These allow the refresh rate to be optimised based on temperature and usage conditions. Unnecessary refreshes can be avoided, saving power. The refresh logic does add some complexity and power, but the net effect is a power savings.

Latency

The new clocking architecture in HBM3 decouples the traditional clock signal from the host to the device and the data strobe signals, allowing for a lower latency and high-performance solution when migrating from HBM2E to HBM3.

Clock architecture

HBM3 decouples the command/address clock from the data bus clock. The command clock runs at half the frequency of the data clock. This allows the DRAM I/O to run faster without burdening the core DRAM arrays.

Splitting the clocks does require some additional clock generation and synchronisation logic which consumes power. But it enables a significant data rate increase without a proportional power increase.

Summary

In conclusion, HBM3 represents a leap forward in memory technology, offering increased storage capacity, faster data transfer rates, improved power efficiency, and advanced features.

With its ability to meet the growing demands of high-performance computing applications, HBM3 is poised to become the memory solution of choice for industries seeking cutting-edge performance and efficiency.

As the adoption of HBM3 grows, we can expect to see groundbreaking advancements in graphics, cloud computing, networking, AI, and automotive sectors, propelling us into a new era of technological innovation.

Other Technical Details

Pseudo-Channels:

Each HBM channel is quite wide (128 bits in HBM2). To further increase parallelism, each channel can be split into narrower "pseudo-channels".
HBM2 could split each channel into 2 pseudo-channels of 64 bits, while HBM3 can split into 4 pseudo-channels of 32 bits.
This allows even more simultaneous data access within a channel.

Wide Data Interface

HBM has a very wide data bus - 1024 bits in total. In HBM2 this was split into 8 channels of 256 bits each, while in HBM3 it's 16 channels of 128 bits.
This wide interface allows a high data rate (amount of data transferred per second) to be achieved at a relatively lower clock speed, which helps manage power consumption.

High-Speed Signaling:

HBM uses advanced circuit techniques to achieve very high signaling rates on the data interface.
HBM2 could transfer data at up to 2 Gigabits per second (Gbps) per pin. HBM2E increased this to 3.2 Gbps, and HBM3 will reach 6.4 Gbps or even higher.
To ensure reliable operation at these high speeds, HBM uses techniques like equalization (adjusting the signal strength and shape), Forward Error Correction (adding redundant data that allows errors to be corrected), and careful alignment and training of the signal timing.
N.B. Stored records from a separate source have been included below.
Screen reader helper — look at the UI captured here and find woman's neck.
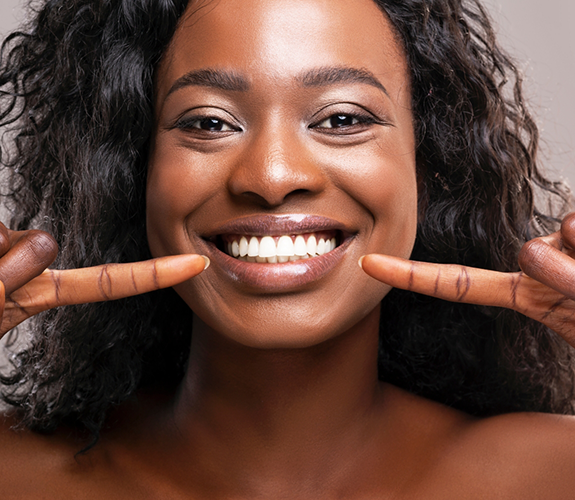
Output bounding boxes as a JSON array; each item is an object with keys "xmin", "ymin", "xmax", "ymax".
[{"xmin": 166, "ymin": 309, "xmax": 390, "ymax": 492}]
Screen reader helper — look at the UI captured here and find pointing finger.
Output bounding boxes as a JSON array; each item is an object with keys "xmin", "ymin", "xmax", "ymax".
[
  {"xmin": 3, "ymin": 255, "xmax": 209, "ymax": 320},
  {"xmin": 519, "ymin": 237, "xmax": 575, "ymax": 299},
  {"xmin": 360, "ymin": 254, "xmax": 523, "ymax": 309}
]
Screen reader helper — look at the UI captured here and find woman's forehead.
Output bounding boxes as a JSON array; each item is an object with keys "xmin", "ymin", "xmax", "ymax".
[{"xmin": 158, "ymin": 0, "xmax": 408, "ymax": 104}]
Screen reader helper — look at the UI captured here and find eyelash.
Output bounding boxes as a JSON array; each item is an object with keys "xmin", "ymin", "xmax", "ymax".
[
  {"xmin": 174, "ymin": 115, "xmax": 240, "ymax": 134},
  {"xmin": 309, "ymin": 113, "xmax": 380, "ymax": 134},
  {"xmin": 173, "ymin": 113, "xmax": 381, "ymax": 139}
]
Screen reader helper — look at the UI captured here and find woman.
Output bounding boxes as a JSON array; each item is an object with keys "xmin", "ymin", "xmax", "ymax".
[{"xmin": 0, "ymin": 0, "xmax": 575, "ymax": 499}]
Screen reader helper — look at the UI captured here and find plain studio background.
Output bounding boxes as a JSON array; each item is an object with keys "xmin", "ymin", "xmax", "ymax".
[
  {"xmin": 0, "ymin": 0, "xmax": 575, "ymax": 390},
  {"xmin": 0, "ymin": 0, "xmax": 575, "ymax": 186}
]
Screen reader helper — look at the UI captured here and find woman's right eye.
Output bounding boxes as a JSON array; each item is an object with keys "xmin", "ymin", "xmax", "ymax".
[{"xmin": 175, "ymin": 116, "xmax": 237, "ymax": 133}]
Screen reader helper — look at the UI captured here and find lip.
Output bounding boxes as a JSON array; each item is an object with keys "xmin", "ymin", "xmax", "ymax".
[
  {"xmin": 201, "ymin": 214, "xmax": 354, "ymax": 293},
  {"xmin": 202, "ymin": 214, "xmax": 351, "ymax": 240}
]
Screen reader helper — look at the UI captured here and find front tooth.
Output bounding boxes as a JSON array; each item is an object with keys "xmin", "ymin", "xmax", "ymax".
[
  {"xmin": 276, "ymin": 236, "xmax": 294, "ymax": 256},
  {"xmin": 293, "ymin": 234, "xmax": 307, "ymax": 257},
  {"xmin": 306, "ymin": 234, "xmax": 317, "ymax": 257},
  {"xmin": 248, "ymin": 236, "xmax": 260, "ymax": 257},
  {"xmin": 232, "ymin": 240, "xmax": 240, "ymax": 257},
  {"xmin": 239, "ymin": 236, "xmax": 248, "ymax": 257},
  {"xmin": 258, "ymin": 236, "xmax": 276, "ymax": 257}
]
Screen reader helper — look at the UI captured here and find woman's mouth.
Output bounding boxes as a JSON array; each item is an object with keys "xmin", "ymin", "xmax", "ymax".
[
  {"xmin": 200, "ymin": 215, "xmax": 356, "ymax": 293},
  {"xmin": 218, "ymin": 231, "xmax": 341, "ymax": 264}
]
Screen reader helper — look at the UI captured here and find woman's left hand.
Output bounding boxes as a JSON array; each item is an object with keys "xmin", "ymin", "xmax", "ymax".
[{"xmin": 361, "ymin": 213, "xmax": 575, "ymax": 347}]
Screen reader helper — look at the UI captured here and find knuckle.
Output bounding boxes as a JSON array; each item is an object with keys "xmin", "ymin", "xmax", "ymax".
[
  {"xmin": 518, "ymin": 238, "xmax": 549, "ymax": 274},
  {"xmin": 561, "ymin": 212, "xmax": 575, "ymax": 240},
  {"xmin": 27, "ymin": 230, "xmax": 58, "ymax": 265}
]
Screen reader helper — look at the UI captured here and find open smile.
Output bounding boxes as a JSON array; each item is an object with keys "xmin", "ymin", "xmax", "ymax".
[
  {"xmin": 202, "ymin": 215, "xmax": 354, "ymax": 292},
  {"xmin": 221, "ymin": 231, "xmax": 339, "ymax": 264}
]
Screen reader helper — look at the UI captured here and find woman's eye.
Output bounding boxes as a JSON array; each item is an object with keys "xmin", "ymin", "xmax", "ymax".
[
  {"xmin": 316, "ymin": 115, "xmax": 359, "ymax": 128},
  {"xmin": 312, "ymin": 113, "xmax": 376, "ymax": 132},
  {"xmin": 176, "ymin": 116, "xmax": 235, "ymax": 132}
]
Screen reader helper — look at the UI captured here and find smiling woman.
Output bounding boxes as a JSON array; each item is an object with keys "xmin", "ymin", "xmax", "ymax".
[{"xmin": 0, "ymin": 0, "xmax": 575, "ymax": 499}]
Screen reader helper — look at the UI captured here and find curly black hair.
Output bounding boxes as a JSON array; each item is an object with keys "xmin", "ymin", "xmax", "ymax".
[{"xmin": 0, "ymin": 0, "xmax": 575, "ymax": 444}]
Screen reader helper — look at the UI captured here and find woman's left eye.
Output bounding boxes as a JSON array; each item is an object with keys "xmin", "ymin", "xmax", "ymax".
[{"xmin": 310, "ymin": 113, "xmax": 376, "ymax": 132}]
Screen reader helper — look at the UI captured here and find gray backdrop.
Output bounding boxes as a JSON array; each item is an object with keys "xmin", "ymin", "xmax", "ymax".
[{"xmin": 0, "ymin": 0, "xmax": 575, "ymax": 186}]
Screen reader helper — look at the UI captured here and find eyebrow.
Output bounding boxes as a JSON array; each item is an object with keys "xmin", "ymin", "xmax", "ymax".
[
  {"xmin": 166, "ymin": 68, "xmax": 250, "ymax": 98},
  {"xmin": 165, "ymin": 66, "xmax": 389, "ymax": 99},
  {"xmin": 298, "ymin": 66, "xmax": 389, "ymax": 96}
]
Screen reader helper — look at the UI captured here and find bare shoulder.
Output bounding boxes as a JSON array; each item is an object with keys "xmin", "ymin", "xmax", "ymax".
[
  {"xmin": 0, "ymin": 408, "xmax": 89, "ymax": 498},
  {"xmin": 389, "ymin": 382, "xmax": 575, "ymax": 500},
  {"xmin": 436, "ymin": 413, "xmax": 575, "ymax": 500}
]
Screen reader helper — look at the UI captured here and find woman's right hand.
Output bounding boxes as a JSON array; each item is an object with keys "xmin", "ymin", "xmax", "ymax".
[{"xmin": 0, "ymin": 223, "xmax": 209, "ymax": 337}]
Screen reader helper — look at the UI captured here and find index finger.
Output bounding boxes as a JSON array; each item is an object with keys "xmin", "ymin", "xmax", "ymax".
[
  {"xmin": 360, "ymin": 254, "xmax": 523, "ymax": 309},
  {"xmin": 6, "ymin": 255, "xmax": 209, "ymax": 316}
]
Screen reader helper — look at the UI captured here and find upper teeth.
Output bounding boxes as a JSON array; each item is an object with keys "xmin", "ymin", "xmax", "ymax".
[{"xmin": 227, "ymin": 234, "xmax": 337, "ymax": 263}]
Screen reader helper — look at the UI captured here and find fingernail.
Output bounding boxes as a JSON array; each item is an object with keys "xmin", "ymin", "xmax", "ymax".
[{"xmin": 202, "ymin": 255, "xmax": 210, "ymax": 271}]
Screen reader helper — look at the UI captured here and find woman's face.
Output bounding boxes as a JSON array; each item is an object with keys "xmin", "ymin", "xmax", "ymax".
[{"xmin": 147, "ymin": 0, "xmax": 417, "ymax": 347}]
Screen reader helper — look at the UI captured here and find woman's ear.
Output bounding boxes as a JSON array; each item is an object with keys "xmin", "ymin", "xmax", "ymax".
[{"xmin": 416, "ymin": 163, "xmax": 429, "ymax": 225}]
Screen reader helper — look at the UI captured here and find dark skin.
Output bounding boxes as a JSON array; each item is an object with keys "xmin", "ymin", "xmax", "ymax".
[{"xmin": 0, "ymin": 0, "xmax": 575, "ymax": 499}]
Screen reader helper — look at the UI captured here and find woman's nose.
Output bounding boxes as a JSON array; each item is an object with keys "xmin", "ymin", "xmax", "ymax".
[{"xmin": 228, "ymin": 132, "xmax": 326, "ymax": 207}]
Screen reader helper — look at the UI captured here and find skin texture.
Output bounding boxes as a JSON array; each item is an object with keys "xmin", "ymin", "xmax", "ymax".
[{"xmin": 0, "ymin": 0, "xmax": 575, "ymax": 499}]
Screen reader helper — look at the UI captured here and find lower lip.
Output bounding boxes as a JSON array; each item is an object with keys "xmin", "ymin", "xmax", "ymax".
[{"xmin": 205, "ymin": 238, "xmax": 353, "ymax": 293}]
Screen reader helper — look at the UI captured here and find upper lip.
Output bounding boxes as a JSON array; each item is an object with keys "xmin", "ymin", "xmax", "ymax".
[{"xmin": 202, "ymin": 214, "xmax": 352, "ymax": 239}]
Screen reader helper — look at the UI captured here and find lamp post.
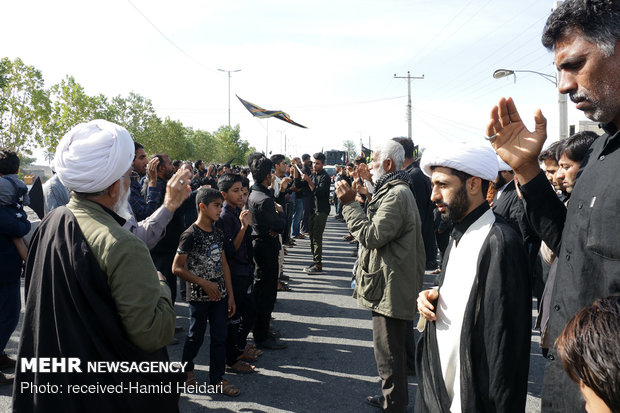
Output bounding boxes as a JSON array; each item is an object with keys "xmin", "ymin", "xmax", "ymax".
[
  {"xmin": 217, "ymin": 69, "xmax": 241, "ymax": 128},
  {"xmin": 493, "ymin": 69, "xmax": 568, "ymax": 140}
]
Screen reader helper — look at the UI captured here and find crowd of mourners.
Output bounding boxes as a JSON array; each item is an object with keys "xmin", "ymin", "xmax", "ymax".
[{"xmin": 0, "ymin": 0, "xmax": 620, "ymax": 413}]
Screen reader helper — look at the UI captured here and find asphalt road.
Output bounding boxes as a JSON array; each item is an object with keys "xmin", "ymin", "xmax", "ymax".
[{"xmin": 0, "ymin": 211, "xmax": 544, "ymax": 413}]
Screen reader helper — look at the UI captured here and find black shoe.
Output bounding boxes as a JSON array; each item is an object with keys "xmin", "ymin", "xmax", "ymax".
[
  {"xmin": 0, "ymin": 353, "xmax": 15, "ymax": 370},
  {"xmin": 256, "ymin": 337, "xmax": 288, "ymax": 350},
  {"xmin": 366, "ymin": 396, "xmax": 385, "ymax": 409},
  {"xmin": 304, "ymin": 264, "xmax": 323, "ymax": 274}
]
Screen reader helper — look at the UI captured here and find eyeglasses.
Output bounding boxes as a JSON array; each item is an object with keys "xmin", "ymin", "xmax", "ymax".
[{"xmin": 122, "ymin": 171, "xmax": 140, "ymax": 181}]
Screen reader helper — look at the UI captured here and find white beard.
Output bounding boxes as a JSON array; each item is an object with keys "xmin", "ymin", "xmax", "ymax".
[
  {"xmin": 371, "ymin": 165, "xmax": 385, "ymax": 183},
  {"xmin": 112, "ymin": 182, "xmax": 132, "ymax": 220}
]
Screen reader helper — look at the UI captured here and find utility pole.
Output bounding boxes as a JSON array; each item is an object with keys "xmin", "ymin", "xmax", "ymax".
[
  {"xmin": 394, "ymin": 71, "xmax": 424, "ymax": 139},
  {"xmin": 217, "ymin": 69, "xmax": 241, "ymax": 128}
]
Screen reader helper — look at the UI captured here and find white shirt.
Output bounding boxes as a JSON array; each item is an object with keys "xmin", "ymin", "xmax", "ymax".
[{"xmin": 435, "ymin": 209, "xmax": 495, "ymax": 413}]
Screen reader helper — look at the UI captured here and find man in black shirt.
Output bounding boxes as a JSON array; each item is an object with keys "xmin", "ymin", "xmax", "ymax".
[
  {"xmin": 487, "ymin": 0, "xmax": 620, "ymax": 412},
  {"xmin": 248, "ymin": 154, "xmax": 287, "ymax": 350},
  {"xmin": 302, "ymin": 152, "xmax": 331, "ymax": 274}
]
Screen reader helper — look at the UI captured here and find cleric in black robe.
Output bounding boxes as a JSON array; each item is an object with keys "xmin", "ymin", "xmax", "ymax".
[
  {"xmin": 416, "ymin": 144, "xmax": 531, "ymax": 413},
  {"xmin": 13, "ymin": 120, "xmax": 184, "ymax": 412}
]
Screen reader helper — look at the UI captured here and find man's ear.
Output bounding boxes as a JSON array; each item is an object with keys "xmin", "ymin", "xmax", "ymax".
[
  {"xmin": 106, "ymin": 178, "xmax": 123, "ymax": 199},
  {"xmin": 465, "ymin": 176, "xmax": 486, "ymax": 195}
]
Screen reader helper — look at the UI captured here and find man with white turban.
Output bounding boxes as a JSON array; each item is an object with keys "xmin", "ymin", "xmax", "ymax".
[
  {"xmin": 416, "ymin": 143, "xmax": 531, "ymax": 413},
  {"xmin": 13, "ymin": 120, "xmax": 183, "ymax": 412}
]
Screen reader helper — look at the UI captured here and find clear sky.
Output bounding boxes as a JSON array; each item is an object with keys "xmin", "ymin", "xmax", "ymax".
[{"xmin": 0, "ymin": 0, "xmax": 586, "ymax": 160}]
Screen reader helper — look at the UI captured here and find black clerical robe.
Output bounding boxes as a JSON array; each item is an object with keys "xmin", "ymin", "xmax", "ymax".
[
  {"xmin": 13, "ymin": 207, "xmax": 184, "ymax": 413},
  {"xmin": 415, "ymin": 211, "xmax": 532, "ymax": 413}
]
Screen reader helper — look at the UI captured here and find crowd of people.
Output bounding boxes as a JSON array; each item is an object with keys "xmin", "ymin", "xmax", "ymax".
[{"xmin": 0, "ymin": 0, "xmax": 620, "ymax": 413}]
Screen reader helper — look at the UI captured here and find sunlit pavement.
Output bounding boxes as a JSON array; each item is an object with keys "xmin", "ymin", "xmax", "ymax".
[{"xmin": 0, "ymin": 211, "xmax": 544, "ymax": 413}]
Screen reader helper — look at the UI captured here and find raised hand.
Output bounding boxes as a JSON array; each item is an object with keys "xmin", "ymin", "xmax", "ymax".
[{"xmin": 486, "ymin": 98, "xmax": 547, "ymax": 184}]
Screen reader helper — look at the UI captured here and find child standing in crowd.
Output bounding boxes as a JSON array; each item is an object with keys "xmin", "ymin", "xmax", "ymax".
[
  {"xmin": 172, "ymin": 188, "xmax": 239, "ymax": 397},
  {"xmin": 216, "ymin": 173, "xmax": 262, "ymax": 373}
]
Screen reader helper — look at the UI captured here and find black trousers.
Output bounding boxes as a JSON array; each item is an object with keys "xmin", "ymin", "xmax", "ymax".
[
  {"xmin": 151, "ymin": 252, "xmax": 176, "ymax": 306},
  {"xmin": 226, "ymin": 275, "xmax": 256, "ymax": 366},
  {"xmin": 254, "ymin": 238, "xmax": 280, "ymax": 343},
  {"xmin": 372, "ymin": 312, "xmax": 409, "ymax": 412}
]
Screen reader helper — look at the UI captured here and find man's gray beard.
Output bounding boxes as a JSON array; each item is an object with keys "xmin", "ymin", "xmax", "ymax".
[
  {"xmin": 112, "ymin": 179, "xmax": 132, "ymax": 220},
  {"xmin": 372, "ymin": 165, "xmax": 385, "ymax": 180}
]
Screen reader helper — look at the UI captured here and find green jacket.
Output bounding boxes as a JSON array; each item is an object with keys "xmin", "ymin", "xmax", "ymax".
[
  {"xmin": 342, "ymin": 179, "xmax": 426, "ymax": 320},
  {"xmin": 67, "ymin": 196, "xmax": 176, "ymax": 352}
]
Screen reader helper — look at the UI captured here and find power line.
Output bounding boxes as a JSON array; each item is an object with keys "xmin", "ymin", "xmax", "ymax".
[{"xmin": 127, "ymin": 0, "xmax": 216, "ymax": 72}]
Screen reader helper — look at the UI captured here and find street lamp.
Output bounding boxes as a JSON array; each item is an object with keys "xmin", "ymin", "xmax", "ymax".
[
  {"xmin": 217, "ymin": 69, "xmax": 241, "ymax": 128},
  {"xmin": 493, "ymin": 69, "xmax": 568, "ymax": 140}
]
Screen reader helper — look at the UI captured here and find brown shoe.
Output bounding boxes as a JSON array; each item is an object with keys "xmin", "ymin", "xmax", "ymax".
[
  {"xmin": 0, "ymin": 373, "xmax": 15, "ymax": 386},
  {"xmin": 0, "ymin": 353, "xmax": 15, "ymax": 370}
]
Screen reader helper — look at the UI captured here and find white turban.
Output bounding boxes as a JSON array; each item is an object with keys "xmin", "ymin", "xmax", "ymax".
[
  {"xmin": 54, "ymin": 119, "xmax": 135, "ymax": 194},
  {"xmin": 497, "ymin": 155, "xmax": 512, "ymax": 172},
  {"xmin": 420, "ymin": 142, "xmax": 498, "ymax": 181}
]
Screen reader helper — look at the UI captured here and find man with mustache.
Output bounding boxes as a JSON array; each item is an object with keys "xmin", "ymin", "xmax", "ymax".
[
  {"xmin": 336, "ymin": 140, "xmax": 426, "ymax": 413},
  {"xmin": 487, "ymin": 0, "xmax": 620, "ymax": 412},
  {"xmin": 416, "ymin": 143, "xmax": 531, "ymax": 413},
  {"xmin": 13, "ymin": 120, "xmax": 183, "ymax": 412}
]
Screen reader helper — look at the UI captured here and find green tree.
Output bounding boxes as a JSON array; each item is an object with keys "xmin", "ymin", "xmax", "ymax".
[
  {"xmin": 214, "ymin": 124, "xmax": 253, "ymax": 165},
  {"xmin": 109, "ymin": 92, "xmax": 163, "ymax": 148},
  {"xmin": 39, "ymin": 76, "xmax": 101, "ymax": 160},
  {"xmin": 0, "ymin": 58, "xmax": 49, "ymax": 154},
  {"xmin": 189, "ymin": 130, "xmax": 216, "ymax": 162}
]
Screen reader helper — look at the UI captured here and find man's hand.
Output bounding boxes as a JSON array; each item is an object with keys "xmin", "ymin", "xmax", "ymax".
[
  {"xmin": 417, "ymin": 288, "xmax": 439, "ymax": 321},
  {"xmin": 146, "ymin": 158, "xmax": 159, "ymax": 186},
  {"xmin": 280, "ymin": 177, "xmax": 291, "ymax": 192},
  {"xmin": 164, "ymin": 169, "xmax": 192, "ymax": 212},
  {"xmin": 486, "ymin": 98, "xmax": 547, "ymax": 185},
  {"xmin": 200, "ymin": 279, "xmax": 222, "ymax": 301},
  {"xmin": 239, "ymin": 209, "xmax": 252, "ymax": 228},
  {"xmin": 336, "ymin": 180, "xmax": 355, "ymax": 205},
  {"xmin": 228, "ymin": 293, "xmax": 237, "ymax": 318},
  {"xmin": 357, "ymin": 163, "xmax": 372, "ymax": 182}
]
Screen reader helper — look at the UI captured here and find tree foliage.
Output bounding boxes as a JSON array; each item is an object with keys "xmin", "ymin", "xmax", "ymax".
[
  {"xmin": 0, "ymin": 58, "xmax": 254, "ymax": 164},
  {"xmin": 0, "ymin": 58, "xmax": 49, "ymax": 154},
  {"xmin": 342, "ymin": 140, "xmax": 357, "ymax": 159}
]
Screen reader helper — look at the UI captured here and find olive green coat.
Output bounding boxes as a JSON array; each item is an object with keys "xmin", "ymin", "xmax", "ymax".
[{"xmin": 342, "ymin": 179, "xmax": 426, "ymax": 320}]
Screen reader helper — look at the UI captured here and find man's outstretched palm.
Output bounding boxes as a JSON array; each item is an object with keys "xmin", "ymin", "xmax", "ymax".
[{"xmin": 487, "ymin": 98, "xmax": 547, "ymax": 181}]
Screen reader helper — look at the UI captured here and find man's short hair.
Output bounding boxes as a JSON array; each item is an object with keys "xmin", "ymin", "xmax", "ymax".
[
  {"xmin": 270, "ymin": 153, "xmax": 286, "ymax": 165},
  {"xmin": 250, "ymin": 154, "xmax": 273, "ymax": 184},
  {"xmin": 538, "ymin": 141, "xmax": 560, "ymax": 163},
  {"xmin": 542, "ymin": 0, "xmax": 620, "ymax": 57},
  {"xmin": 217, "ymin": 173, "xmax": 241, "ymax": 192},
  {"xmin": 376, "ymin": 140, "xmax": 405, "ymax": 171},
  {"xmin": 248, "ymin": 152, "xmax": 265, "ymax": 168},
  {"xmin": 312, "ymin": 152, "xmax": 327, "ymax": 164},
  {"xmin": 392, "ymin": 136, "xmax": 415, "ymax": 159},
  {"xmin": 241, "ymin": 176, "xmax": 250, "ymax": 189},
  {"xmin": 0, "ymin": 149, "xmax": 19, "ymax": 175},
  {"xmin": 555, "ymin": 295, "xmax": 620, "ymax": 412},
  {"xmin": 151, "ymin": 153, "xmax": 170, "ymax": 171},
  {"xmin": 353, "ymin": 155, "xmax": 367, "ymax": 166},
  {"xmin": 556, "ymin": 131, "xmax": 598, "ymax": 162},
  {"xmin": 196, "ymin": 187, "xmax": 224, "ymax": 211}
]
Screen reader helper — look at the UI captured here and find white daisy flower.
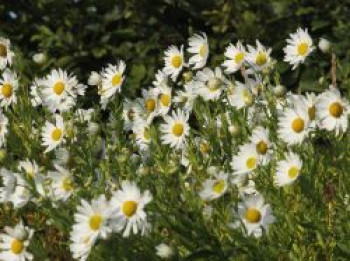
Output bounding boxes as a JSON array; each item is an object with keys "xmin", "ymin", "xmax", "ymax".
[
  {"xmin": 156, "ymin": 243, "xmax": 174, "ymax": 259},
  {"xmin": 160, "ymin": 109, "xmax": 190, "ymax": 149},
  {"xmin": 0, "ymin": 221, "xmax": 34, "ymax": 261},
  {"xmin": 155, "ymin": 85, "xmax": 172, "ymax": 115},
  {"xmin": 227, "ymin": 81, "xmax": 254, "ymax": 107},
  {"xmin": 111, "ymin": 181, "xmax": 152, "ymax": 237},
  {"xmin": 187, "ymin": 33, "xmax": 209, "ymax": 70},
  {"xmin": 230, "ymin": 143, "xmax": 260, "ymax": 175},
  {"xmin": 222, "ymin": 41, "xmax": 247, "ymax": 73},
  {"xmin": 174, "ymin": 80, "xmax": 199, "ymax": 112},
  {"xmin": 247, "ymin": 40, "xmax": 272, "ymax": 71},
  {"xmin": 30, "ymin": 78, "xmax": 43, "ymax": 107},
  {"xmin": 0, "ymin": 38, "xmax": 15, "ymax": 70},
  {"xmin": 199, "ymin": 172, "xmax": 228, "ymax": 201},
  {"xmin": 238, "ymin": 194, "xmax": 275, "ymax": 238},
  {"xmin": 153, "ymin": 70, "xmax": 168, "ymax": 88},
  {"xmin": 99, "ymin": 60, "xmax": 126, "ymax": 108},
  {"xmin": 250, "ymin": 126, "xmax": 273, "ymax": 165},
  {"xmin": 48, "ymin": 165, "xmax": 74, "ymax": 201},
  {"xmin": 0, "ymin": 168, "xmax": 31, "ymax": 208},
  {"xmin": 0, "ymin": 110, "xmax": 8, "ymax": 148},
  {"xmin": 42, "ymin": 114, "xmax": 66, "ymax": 153},
  {"xmin": 38, "ymin": 69, "xmax": 86, "ymax": 112},
  {"xmin": 316, "ymin": 88, "xmax": 350, "ymax": 135},
  {"xmin": 0, "ymin": 70, "xmax": 18, "ymax": 108},
  {"xmin": 283, "ymin": 28, "xmax": 315, "ymax": 70},
  {"xmin": 163, "ymin": 45, "xmax": 185, "ymax": 82},
  {"xmin": 70, "ymin": 195, "xmax": 112, "ymax": 260},
  {"xmin": 275, "ymin": 152, "xmax": 303, "ymax": 187},
  {"xmin": 88, "ymin": 71, "xmax": 102, "ymax": 86},
  {"xmin": 52, "ymin": 148, "xmax": 69, "ymax": 166},
  {"xmin": 196, "ymin": 67, "xmax": 227, "ymax": 101},
  {"xmin": 277, "ymin": 106, "xmax": 310, "ymax": 145}
]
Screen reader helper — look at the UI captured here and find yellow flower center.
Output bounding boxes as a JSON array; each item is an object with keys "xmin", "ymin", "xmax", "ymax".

Separate Row and Column Commands

The DRAM chips in HBM are arranged in a grid of rows and columns. Accessing data requires first selecting a row (called activating the row) and then reading or writing the desired columns.
HBM has separate command buses for row commands (like activate and precharge) and column commands (like read and write). This allows the memory controller to prepare the next row while still reading or writing data from the current row, improving utilization.

Additive Latency and Read-Modify-Write

Additive latency allows the memory controller to send a read command before the associated row activate command. The DRAM internally delays the read until the row is ready. This hides some of the row activation time, reducing overall latency.
Read-modify-write is a feature that allows a small piece of data within a larger block to be updated without having to read the entire block, modify it in the processor, and write the entire block back. This saves time and power.

To achieve its high bandwidth goals, HBM requires careful engineering of the electrical signals and power delivery:

Signal Integrity

Signal integrity refers to ensuring that the electrical signals representing the data maintain their correct shape and timing as they travel from the sender to the receiver.
At the high speeds used by HBM, this is challenging. The engineers must carefully model the entire signal path, including the microscopic bumps and TSVs in the HBM stack and the wiring in the interposer.
They use advanced simulation models (like IBIS-AMI) that capture the behavior of the circuits and the physics of the signals. They run many simulations with different patterns of data to statistically predict the likelihood of signal errors (the Bit Error Rate or BER).
The goal is to achieve a clean "eye diagram" - a visual representation of the signal quality that shows there is adequate margin for the signal voltage and timing to correctly represent the data bits even with the expected manufacturing variability and changes in operating conditions like temperature and voltage.

Power Integrity

Power integrity refers to ensuring that the voltage supplied to the HBM remains stable and noise-free despite the large, fast changes in current draw as the HBM operates.
The electrical current consumed by the HBM has to flow through the wiring in the interposer and package. The resistance and inductance of this wiring causes the voltage to droop when the current changes rapidly, which can cause errors if the voltage goes too low.
To mitigate this, the engineers place decoupling capacitors (small reservoirs of charge) very close to the HBM stack - on the same die, on the interposer, and on the package. These capacitors supply current to the HBM when needed and help smooth out the voltage fluctuations.
The placement and size of these capacitors, as well as the geometry of the power delivery network wiring, must be carefully optimized to ensure a clean power supply.
In some cases, specialized voltage regulators designed specifically for HBM may be placed very close to the stack to further improve the power integrity.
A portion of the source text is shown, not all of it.